E la vita, che ci piaccia o no, coincide con quel principio sessuale che anima tutte le cose.
Intendiamo con questo, non solo la componente sessuale più propriamente detta, ma più in generale la forza vitale, lo slancio creativo, la passione, il desiderio, la ricerca del piacere, tutto quanto, insomma, può essere definito dalla metafora del fuoco.

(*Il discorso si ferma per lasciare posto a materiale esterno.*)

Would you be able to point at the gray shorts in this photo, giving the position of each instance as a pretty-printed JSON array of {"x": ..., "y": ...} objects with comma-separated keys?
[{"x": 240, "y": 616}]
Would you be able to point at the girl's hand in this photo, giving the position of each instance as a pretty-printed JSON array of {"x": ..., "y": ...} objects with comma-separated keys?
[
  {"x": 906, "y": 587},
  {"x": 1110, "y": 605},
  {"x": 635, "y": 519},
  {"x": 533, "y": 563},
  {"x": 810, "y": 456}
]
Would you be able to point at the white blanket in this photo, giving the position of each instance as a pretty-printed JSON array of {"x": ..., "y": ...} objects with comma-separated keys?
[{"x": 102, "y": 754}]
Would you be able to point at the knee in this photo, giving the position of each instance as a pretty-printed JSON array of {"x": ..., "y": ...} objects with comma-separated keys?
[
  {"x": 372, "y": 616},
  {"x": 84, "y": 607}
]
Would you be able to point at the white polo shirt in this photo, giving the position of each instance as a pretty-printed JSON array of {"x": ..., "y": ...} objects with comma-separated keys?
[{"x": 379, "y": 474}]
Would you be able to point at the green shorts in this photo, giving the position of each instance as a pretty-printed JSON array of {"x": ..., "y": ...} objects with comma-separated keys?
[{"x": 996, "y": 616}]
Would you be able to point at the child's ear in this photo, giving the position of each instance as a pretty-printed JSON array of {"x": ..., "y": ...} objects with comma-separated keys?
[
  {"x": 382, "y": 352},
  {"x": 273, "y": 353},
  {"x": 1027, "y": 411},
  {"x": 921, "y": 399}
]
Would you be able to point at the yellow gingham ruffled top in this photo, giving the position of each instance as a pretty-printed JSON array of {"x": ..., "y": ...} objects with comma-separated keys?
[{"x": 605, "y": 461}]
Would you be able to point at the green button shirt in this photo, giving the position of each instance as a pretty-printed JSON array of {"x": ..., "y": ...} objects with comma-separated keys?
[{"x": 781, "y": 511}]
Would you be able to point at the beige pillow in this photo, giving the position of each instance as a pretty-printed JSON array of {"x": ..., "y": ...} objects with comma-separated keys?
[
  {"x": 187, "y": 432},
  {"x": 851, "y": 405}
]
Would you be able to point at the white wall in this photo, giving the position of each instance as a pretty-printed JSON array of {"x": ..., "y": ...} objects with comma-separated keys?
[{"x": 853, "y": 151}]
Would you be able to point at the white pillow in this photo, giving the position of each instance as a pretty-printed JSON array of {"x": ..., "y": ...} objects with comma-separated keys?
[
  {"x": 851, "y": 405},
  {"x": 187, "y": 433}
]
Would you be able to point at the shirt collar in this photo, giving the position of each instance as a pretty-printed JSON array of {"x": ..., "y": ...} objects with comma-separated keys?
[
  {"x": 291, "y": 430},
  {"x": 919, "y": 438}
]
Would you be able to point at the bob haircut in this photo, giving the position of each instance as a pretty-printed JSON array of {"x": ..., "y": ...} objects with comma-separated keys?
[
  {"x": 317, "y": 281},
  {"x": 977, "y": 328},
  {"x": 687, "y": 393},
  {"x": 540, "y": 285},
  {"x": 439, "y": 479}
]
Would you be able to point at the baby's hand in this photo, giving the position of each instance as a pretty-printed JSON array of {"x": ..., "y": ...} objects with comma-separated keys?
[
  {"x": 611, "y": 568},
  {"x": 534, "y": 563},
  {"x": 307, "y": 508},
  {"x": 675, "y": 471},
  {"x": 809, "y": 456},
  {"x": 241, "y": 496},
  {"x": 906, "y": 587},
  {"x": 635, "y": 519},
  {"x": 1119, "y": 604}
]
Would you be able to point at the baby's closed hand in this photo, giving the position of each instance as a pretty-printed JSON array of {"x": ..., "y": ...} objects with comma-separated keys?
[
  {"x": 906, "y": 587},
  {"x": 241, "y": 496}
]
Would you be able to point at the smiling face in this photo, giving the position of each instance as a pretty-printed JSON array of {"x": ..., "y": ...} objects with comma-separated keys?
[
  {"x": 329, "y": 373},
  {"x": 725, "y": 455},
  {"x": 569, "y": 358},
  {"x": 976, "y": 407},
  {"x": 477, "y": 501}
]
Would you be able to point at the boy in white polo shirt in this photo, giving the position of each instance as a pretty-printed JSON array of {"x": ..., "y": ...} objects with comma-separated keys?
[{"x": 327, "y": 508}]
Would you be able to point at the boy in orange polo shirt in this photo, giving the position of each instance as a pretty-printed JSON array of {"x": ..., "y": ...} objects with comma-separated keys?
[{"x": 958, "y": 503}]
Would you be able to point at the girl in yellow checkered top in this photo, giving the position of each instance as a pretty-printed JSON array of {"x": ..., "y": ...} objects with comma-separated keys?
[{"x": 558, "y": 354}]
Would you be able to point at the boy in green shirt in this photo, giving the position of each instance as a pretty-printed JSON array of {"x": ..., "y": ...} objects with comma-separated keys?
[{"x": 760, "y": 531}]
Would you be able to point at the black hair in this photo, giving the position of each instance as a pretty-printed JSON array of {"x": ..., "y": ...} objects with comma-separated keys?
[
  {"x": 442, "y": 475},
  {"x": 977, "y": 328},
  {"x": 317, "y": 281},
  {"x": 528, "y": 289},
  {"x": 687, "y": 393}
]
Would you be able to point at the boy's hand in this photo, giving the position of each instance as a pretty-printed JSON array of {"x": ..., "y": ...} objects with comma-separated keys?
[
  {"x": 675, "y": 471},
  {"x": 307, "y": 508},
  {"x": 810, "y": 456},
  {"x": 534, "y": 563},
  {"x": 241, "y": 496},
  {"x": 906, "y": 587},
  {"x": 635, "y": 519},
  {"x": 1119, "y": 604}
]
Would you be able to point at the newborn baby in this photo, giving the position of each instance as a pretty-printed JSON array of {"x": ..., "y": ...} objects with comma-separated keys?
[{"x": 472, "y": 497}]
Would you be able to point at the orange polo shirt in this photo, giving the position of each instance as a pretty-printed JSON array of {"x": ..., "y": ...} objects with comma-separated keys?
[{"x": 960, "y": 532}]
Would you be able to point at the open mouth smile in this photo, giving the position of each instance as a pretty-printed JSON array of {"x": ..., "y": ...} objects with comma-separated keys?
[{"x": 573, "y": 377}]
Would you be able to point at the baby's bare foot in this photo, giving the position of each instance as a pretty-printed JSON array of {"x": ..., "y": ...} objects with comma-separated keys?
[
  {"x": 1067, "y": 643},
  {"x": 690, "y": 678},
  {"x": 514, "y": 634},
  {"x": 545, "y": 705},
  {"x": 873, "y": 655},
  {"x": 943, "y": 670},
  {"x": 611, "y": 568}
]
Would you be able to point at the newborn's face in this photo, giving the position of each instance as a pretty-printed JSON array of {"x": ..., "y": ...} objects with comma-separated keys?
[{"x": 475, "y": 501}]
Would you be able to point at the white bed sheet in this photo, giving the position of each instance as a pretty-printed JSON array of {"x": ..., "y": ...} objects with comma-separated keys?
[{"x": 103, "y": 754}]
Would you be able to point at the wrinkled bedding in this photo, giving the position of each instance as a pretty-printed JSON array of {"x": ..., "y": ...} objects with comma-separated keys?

Un principio che contiene in sé una forza dirompente la quale minaccia costantemente di divampare se non controllata e allo stesso tempo non può essere repressa. Una forza che insegna a fluire nella vita con fiducia e consapevolezza, che richiede un si totale e incondizionato, alla quale solo uno sciocco potrebbe opporsi. Una forza che per essere padroneggiata richiede il comportamento paradossale di controllare lasciando fluire, di affidarsi per dirigere, in un costante dialogo partecipativo con l’altro e con l’ambiente che ci circonda.
Una forza che anima tutte le cose e che viene indicata dalle diverse tradizioni e dalle diverse discipline con i termini più svariati.
Riducendo le diverse concezioni ai minimi termini, possiamo azzardare la seguente sintesi: ogni cosa è animata da un principio vitale caratterizzato da polarità e ritmo di ordine sessuale.
La vita si mantiene grazie al dialogo incessante tra gli esseri viventi che interagiscono l’un l’altro spinti da questo principio, il quale sembra obbedire a quella che chiameremo Legge della Trasformazione.
Si tratta di una Legge che regola ogni manifestazione del vivente in quanto insieme di processi dinamici organizzati attraverso il trascendimento e l’inclusione dei complementari in un’unità di ordine superiore che li comprende.
Si tratta di una Legge dimostrata dall’evidenza, che si rinnova e auto-convalida in ogni istante sotto i nostri occhi.
A condizione che noi osserviamo con occhi chiari.
Sotto i nostri occhi, in ogni istante il due si fa uno, ogni polarità s’incontra e ricompone in un’unità che la comprende: osserviamo il nostro respiro, il battito del nostro cuore, la pulsazione delle nostre cellule, la peristalsi delle nostre viscere, i nostri passi mentre camminiamo, la meccanica della nostra bocca quando mangiamo o della nostra lingua quando parliamo, della nostra gola quando cantiamo, il volo di un uccello, lo strusciare di un serpente, lo sbocciare di un fiore, l’andare e venire dell’onda, l’agitarsi delle foglie al vento, il brillare di una stella e potremmo continuare ad oltranza.
Ecco la Legge: ogni cosa pulsa, ogni manifestazione del vivente è dotata di polarità e ritmo, un fenomeno talmente evidente sotto i nostri occhi, da non essere visto, da essere ignorato dalla cultura condivisa e da un certo mondo scientifico.
Ecco il problema: la Legge della Trasformazione non ê funzionale alla nostra mente ordinaria. Quest’ultima opera secondo una logica lineare, duale, razionale, la Legge della Trasformazione ci svela un mondo circolare, unitario, paradossale. Un mondo dove, nel concetto stesso di trasformazione è implicito il paradosso del due che si fa uno. La nostra mente cerca l’equilibrio nei punti di riferimento, la sicurezza nelle certezze, la stabilità nelle convinzioni, l’identità nei meccanismi di difesa. La Legge ammonisce: l’equilibrio negli organismi viventi è mantenuto non nella staticità e nella chiusura ma nel dinamismo e nell’interazione, ê mantenuto grazie alla capacità di perderlo, ritrovato grazie alla rinuncia a trattenerlo.